I’m also working from home now so am trying to find quiet places to talk to customers. My wife and kids have been amazing keeping the noise down.

Why do you think it is important that you continue to work during COVID-19?

Continuing to serve our customers is vital - absolutely vital. Calls are coming in thick and fast because people need WiFi, they need SIMs, to get through this. Communication is remote now – so WiFi and mobile data are fundamental to everyone’s lives. Now more than ever, it’s super important, particularly for families with kids who are doing their schoolwork. Demand has shot up so it’s vital we help people.

What do you find most difficult about working during the lockdown?

Bringing work into the home environment isn’t normal for me. I’m used to going to work, chatting to colleagues and speaking to people face to face. But at home you have family responsibilities as well, so it’s a compromise. My son was excited I was home but sad I was working. Everyone is having to compromise in some way.

Can you tell us about your proudest moment while working during the lockdown?

You get great moments every day. When you can hear someone is really struggling, and you can help get them sorted, it’s amazing. That’s our job, but I love being able to help people. One example that comes to mind is a nurse I spoke to last week. Her services had stopped working and she had a disabled husband at home who had to isolate himself, so he had been completely cut off from the world. I tried everything I could think of to fix it over the phone but we needed to send out an engineer. I spoke to the guys on the ground and they got an engineer out the same day to fix it. It was a team effort but for some customers like that, we just can’t let them wait so I’ll do everything in my power to get them help.

Has the response you receive from the public changed since the lockdown?

People are a lot nicer. They’re worried about what’s going on and how to get their services running, but they’re being lovely and thanking me for continuing to work during the crisis. People can see that we’re human beings, and that we’re doing everything we can to help them.

Can you explain a bit more on the transition from working in the centre to working remotely and the challenges this has posed for you and your colleagues?

Transitioning to working from home has definitely been a change. It’s not lonely because I’m talking to people all day, but I miss going into work. I miss the banter, having people around me, and going out into the world. I took that for granted before.

My kids want to play but they’re having to be quiet. They’re being great but it’s weird for them now I don’t have the separation between work and home life. You can be someone else at work. I like being able to walk out of the office, switch off from work, and come home to my family, but I don’t get that headspace now.

I like being part of a team with people around me: we all help and support one another at work, but that’s harder to do remotely. For example, it’s tricky to quickly explain a situation and get advice when we’re not all together, so I’ve had to learn loads of new things.
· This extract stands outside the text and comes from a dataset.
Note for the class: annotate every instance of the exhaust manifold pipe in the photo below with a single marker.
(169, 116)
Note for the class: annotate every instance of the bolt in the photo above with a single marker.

Of course we’re all still here, but everything is virtual, and sometimes it can feel like you’re just a voice at the end of a phone.

Can you provide a couple more case studies about the experiences he has had talking to customers during COVID-19? Both positive and more challenging experiences if possible.

Nowadays customers just want to talk to someone. People are stuck at home by themselves and they’re desperate to talk to anyone about anything. At first, people were really emotional, panicked and worried but now they’re just bored.
Because people have more time now, they pick up on really small things. I spent ages helping a customer understand their bill the other day - I think part of it was just that they were lonely and wanted to talk to someone.

Most people are still being really lovely, but some people are frustrated that it’s taken a while to get through to us. We’re busy and we’re trying to help but they don’t always see that.
I speak with all sorts of different people every day. People might be calling to get their broadband activated, be worried about their bill or be calling up about a problem with their services. Even though I’m now working from home, we deal with it in the same way so I’m still speaking with area managers to get faults fixed for elderly customers and finding ways to help customers manage their bills. Customers can still get through to us and get help – it might just take longer than usual.